If you want to delve into the topic, a far more worthwhile line of inquiry would be: "Do you believe the issue of abortion should be a protected constitutional right, or should voters be able to decide the issue on a state level?" This properly lays out the reality of choices that voters face. And I suspect the numbers would look quite different when the issue is framed properly. But, of course, that would mean informing those being questioned that overturning Roe doesn't necessarily mean an abortion ban. That would be inconvenient.
The Morning Consult poll also finds that 41% of voters say it is "very important" for them to vote for a candidate in the 2022 midterms who supports "abortion access." Every Republican-led law that's been enacted on the issue of abortion in recent years, including the Mississippi bill that sparked the Dobbs v. Jackson Women's Health case, provides "access" to abortion. Maybe some future bill won't, but these do. Do you think those 41% understand this reality, one that is purposely obscured by the question? I don't.
And anyway, why are pollsters posing inexact theoretical questions about abortion when they can ask precise ones that would properly gauge where the public stands on the debate that does exist? Democrats run Washington, and Chuck Schumer, who runs the Senate, has already brought the Women's Health Protection Act bill to the floor. This bill had tangible policy components that properly reflect the Democratic Party's position on abortion, so pollsters don't have to guess.
Some easy questions might be:
► Do you support the Democratic Party's effort to legalize abortion through all nine months of pregnancy in all 50 states?
► Do you support the Democrats' efforts to prohibit states from passing laws that forbid abortions after viability?
► Do you support the Democrats' efforts to prohibit states from passing laws against sex-selective abortions?
► Do you support the Democrats' efforts to overturn existing laws that require parental or guardian notification for minors?
► Do you agree with Democrats that non-doctors should be given the right to perform abortions?
► Do you agree with the Democratic Party's efforts to strip medical workers of conscience rights and compel them to participate in abortion procedures or lose their jobs?
► Democrats, including President Joe Biden, want to eliminate the Hyde Amendment so that the federal government can fund abortions with taxpayer dollars. Do you agree?
► Do you agree with the Biden administration that more abortions are vital in keeping down the poor population, increasing labor force participation and helping the economy?

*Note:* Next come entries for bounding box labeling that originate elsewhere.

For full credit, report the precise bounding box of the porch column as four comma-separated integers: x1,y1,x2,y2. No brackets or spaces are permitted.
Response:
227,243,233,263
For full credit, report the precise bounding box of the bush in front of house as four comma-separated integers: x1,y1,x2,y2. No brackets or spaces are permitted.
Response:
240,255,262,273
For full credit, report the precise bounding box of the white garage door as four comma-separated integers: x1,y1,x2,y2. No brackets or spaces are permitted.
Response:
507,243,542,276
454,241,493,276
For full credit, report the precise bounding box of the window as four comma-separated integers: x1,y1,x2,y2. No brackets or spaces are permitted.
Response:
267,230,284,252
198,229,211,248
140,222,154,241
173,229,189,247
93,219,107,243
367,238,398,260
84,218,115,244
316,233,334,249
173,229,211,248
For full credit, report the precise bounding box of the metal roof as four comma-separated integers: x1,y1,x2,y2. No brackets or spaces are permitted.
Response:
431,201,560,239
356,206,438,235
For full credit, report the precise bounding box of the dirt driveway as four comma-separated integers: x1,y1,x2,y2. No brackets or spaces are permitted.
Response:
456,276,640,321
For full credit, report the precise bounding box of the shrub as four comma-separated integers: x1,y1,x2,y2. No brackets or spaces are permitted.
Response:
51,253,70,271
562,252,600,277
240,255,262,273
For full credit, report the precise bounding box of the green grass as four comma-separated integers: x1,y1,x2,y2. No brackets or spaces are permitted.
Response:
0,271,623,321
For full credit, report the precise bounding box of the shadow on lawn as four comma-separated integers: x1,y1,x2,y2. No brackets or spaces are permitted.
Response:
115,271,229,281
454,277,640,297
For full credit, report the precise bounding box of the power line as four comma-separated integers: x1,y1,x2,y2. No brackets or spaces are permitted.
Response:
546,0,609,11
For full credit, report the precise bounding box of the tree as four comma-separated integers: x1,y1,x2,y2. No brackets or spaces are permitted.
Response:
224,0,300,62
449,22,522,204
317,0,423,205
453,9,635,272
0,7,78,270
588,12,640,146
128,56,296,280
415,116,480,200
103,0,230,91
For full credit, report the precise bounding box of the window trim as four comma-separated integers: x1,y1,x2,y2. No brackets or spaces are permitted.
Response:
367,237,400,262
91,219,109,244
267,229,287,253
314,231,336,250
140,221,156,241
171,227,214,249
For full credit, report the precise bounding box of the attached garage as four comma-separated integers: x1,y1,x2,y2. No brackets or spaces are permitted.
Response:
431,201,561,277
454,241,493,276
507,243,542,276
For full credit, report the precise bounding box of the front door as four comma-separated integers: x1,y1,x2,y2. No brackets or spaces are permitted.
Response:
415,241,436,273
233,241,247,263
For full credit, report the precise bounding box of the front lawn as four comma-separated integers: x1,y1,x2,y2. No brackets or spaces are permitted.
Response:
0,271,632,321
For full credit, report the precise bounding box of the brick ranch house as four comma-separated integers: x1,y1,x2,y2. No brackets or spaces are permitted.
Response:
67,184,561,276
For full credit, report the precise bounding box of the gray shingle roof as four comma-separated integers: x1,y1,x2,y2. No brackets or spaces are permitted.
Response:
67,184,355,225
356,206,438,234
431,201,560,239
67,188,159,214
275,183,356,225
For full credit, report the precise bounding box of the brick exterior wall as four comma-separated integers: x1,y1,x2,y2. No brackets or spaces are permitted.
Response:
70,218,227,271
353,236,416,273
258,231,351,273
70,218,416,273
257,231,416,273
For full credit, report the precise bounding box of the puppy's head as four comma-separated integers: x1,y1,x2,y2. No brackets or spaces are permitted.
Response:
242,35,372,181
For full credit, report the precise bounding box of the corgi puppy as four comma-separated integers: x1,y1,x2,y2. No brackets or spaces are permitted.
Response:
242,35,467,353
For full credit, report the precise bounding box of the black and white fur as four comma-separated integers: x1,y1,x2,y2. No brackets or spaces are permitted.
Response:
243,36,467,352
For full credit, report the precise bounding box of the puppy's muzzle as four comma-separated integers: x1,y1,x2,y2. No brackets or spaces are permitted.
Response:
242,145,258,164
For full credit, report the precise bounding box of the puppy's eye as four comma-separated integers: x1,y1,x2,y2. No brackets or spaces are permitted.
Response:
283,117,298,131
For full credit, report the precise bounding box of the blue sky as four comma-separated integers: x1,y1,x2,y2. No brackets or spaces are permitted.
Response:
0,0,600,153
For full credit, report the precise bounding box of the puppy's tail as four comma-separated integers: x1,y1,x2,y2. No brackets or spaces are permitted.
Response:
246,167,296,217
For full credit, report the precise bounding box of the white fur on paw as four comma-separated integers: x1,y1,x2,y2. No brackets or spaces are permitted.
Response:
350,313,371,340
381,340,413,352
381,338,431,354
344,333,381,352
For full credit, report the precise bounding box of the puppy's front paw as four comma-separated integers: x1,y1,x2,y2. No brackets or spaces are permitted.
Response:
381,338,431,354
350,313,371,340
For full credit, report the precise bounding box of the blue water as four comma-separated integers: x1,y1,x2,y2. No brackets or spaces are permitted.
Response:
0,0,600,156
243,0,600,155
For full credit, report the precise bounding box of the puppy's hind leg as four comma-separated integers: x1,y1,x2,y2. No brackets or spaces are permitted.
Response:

► A few years back, Republicans in Congress attempted to pass a 20-week limit on abortion. Do you think such a limit is reasonable?
► In Florida and Mississippi, Republican governors have signed laws limiting legal abortion to the first 15 weeks of pregnancy. Would you support similar limits in your state?
Rather, Politico asks about the prospect of prison for women who obtain abortions, which 73% oppose. Not only has there never been a serious anti-abortion bill that proposes jail time for women who get abortions — Texas, for instance, specifically exempts women from homicide charges for abortions — but it has never been part of the anti-abortion policy agenda. Why would you ask this particular question and not any of the others? To fearmonger and mislead participants.
It is undeniable that American attitudes regarding abortion are complex and often contradictory. But some have further obfuscated the issue to protect Democrats. It is perhaps most obvious in the questions they ask.
David Harsanyi is a senior writer at National Review and author of "Eurotrash: Why America Must Reject the Failed Ideas of a Dying Continent."